Wednesday June 15, 2022; First stop in The Netherlands, Nijmegen. Following
out Rebecca escorted walking tour around the Old Town section, with a couple
other travelers, I visited a river side bicycle museum with three floors of
dozens of old bikes, and later the Market Garden National Museum. Operation Market Garden
was a failed allied airborne operation to secure the Rhine On my now routine
afternoon e-bike ride, crossing the Waal River bridge, the Rhine splits into
several waterways in the low lands of The Netherlands, were dozens of bikes
parked without locks belonging bathers far below on the river bank beach. In Valkhof Park, site of some Roman ruins,
I found a crew setting a transient amusement park Drop Tower by
what seemed the tallest free-standing
crane I have ever seen. The crane,
almost vertical, seemed to have perilously little outrigger support prompting
me to watch for a half hour for it to topple.
When you blow up this photo you can see the rigger waiting on top, and
note that the top section, suspended on the crane did make it successfully to
the top, and better, the rigger later climbed to the top to detach the crane. Wow!
Next we were
off to Kinderdijk to explore real windmills.
Lots of aspects that were not previously clear from the don Quixote
legends. They are sturdy brick
structures that the caretaker family lives in, have very large wood drive
gears inside, and have to be steered into the wind by a huge
exterior lever and gear mechanism.
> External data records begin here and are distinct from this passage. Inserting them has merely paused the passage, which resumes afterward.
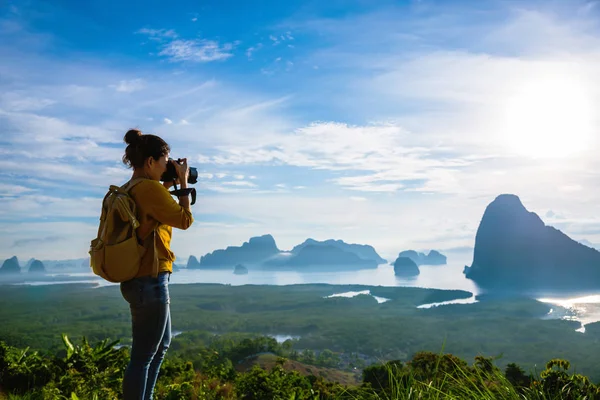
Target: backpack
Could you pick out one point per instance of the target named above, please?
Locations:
(116, 253)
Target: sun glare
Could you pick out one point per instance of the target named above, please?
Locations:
(549, 116)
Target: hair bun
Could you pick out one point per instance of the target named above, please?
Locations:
(132, 136)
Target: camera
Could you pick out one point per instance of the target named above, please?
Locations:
(171, 173)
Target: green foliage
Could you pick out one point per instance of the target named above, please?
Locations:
(276, 384)
(83, 371)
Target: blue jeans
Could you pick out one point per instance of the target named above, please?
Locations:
(148, 300)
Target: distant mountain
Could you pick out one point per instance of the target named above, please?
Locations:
(10, 266)
(36, 267)
(255, 251)
(363, 251)
(433, 258)
(240, 270)
(515, 249)
(193, 263)
(66, 265)
(405, 266)
(321, 255)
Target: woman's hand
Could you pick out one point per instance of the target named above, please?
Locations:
(183, 171)
(169, 184)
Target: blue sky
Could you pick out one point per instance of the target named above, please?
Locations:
(379, 122)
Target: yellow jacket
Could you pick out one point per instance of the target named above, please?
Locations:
(156, 206)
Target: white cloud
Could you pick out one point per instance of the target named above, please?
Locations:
(251, 50)
(239, 183)
(129, 86)
(197, 50)
(158, 34)
(178, 49)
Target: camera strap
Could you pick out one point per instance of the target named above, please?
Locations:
(185, 192)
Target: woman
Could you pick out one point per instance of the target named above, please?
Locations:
(148, 294)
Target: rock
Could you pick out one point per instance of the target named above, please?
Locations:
(405, 266)
(364, 251)
(255, 251)
(433, 258)
(10, 266)
(37, 267)
(240, 270)
(514, 249)
(193, 263)
(320, 255)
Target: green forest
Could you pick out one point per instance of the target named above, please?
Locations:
(70, 341)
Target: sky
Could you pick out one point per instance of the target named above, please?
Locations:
(389, 123)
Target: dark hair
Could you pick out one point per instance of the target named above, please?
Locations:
(140, 147)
However, currently at the Kinderdijk
location the major water pumping seems to be done by three 6 ft. diameter “water
augers.” Dock space is prime near the Kinderdijk
windmills, so we moved nearby to Willemstadt for the afternoon – sometimes River Harmany parties have to bus to the
back to the windmill location.
Last day, June
17 was spent at Antwerp, Belgium. My
last long e-bike trip of the cruise went through two walking-bike tunnels under
the Scheldt River, to the fantastic train station,
past the modernist court building, Palace of Justice, and the unique port authority
building where a very modernistic building,
appropriately a diamond!, for the diamond cutting and trading capital of the
world is built on top of the much older original Antwerp-Burges Port Authority.
Saturday June 18, 2022; About 20 of our 90 travelers go on to Bruges,
Belgium for the post-trip, the remainder head home. A late departure from Brussels got me a
missed connection to the US from Frankfurt.
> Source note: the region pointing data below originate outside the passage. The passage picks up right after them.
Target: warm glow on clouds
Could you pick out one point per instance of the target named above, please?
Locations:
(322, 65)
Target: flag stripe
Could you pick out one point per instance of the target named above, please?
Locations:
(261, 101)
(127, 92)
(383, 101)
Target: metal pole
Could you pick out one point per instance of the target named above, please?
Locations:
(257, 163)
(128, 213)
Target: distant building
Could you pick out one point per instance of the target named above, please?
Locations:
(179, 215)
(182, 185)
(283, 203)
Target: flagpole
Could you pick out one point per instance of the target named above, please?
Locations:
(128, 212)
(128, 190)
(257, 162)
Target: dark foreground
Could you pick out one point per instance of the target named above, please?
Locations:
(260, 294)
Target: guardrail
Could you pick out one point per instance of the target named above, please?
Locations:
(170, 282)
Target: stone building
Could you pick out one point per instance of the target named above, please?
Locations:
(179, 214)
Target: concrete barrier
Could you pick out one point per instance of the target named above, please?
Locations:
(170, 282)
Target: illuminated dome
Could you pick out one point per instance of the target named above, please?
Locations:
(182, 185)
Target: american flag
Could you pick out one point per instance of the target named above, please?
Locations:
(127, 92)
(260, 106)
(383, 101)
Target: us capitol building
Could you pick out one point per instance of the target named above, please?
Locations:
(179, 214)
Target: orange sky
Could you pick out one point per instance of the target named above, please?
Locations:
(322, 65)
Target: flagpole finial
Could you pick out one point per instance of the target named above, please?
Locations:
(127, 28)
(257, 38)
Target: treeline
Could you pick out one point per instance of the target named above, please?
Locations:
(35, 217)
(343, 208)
Next day the 11 hour flight from Frankfurt (FRA, EDDF) to LA (KLAX) at
~35,000 ft. where looking out my window seat usually shows you the top of
clouds – the noon departure meant we were following the sun and the entire
flight in daylight. However, looking out
at one point revealed an interesting sight of land and water. Mysteriously, the phone GPS usually doesn’t
function above about 18,000 ft. but in this rare case it did lock up briefly to
show,
observe the small grey disk, we had just passed the Hudson Straight
over Canada on the Great Circle route that skirts the southern tip of Greenland.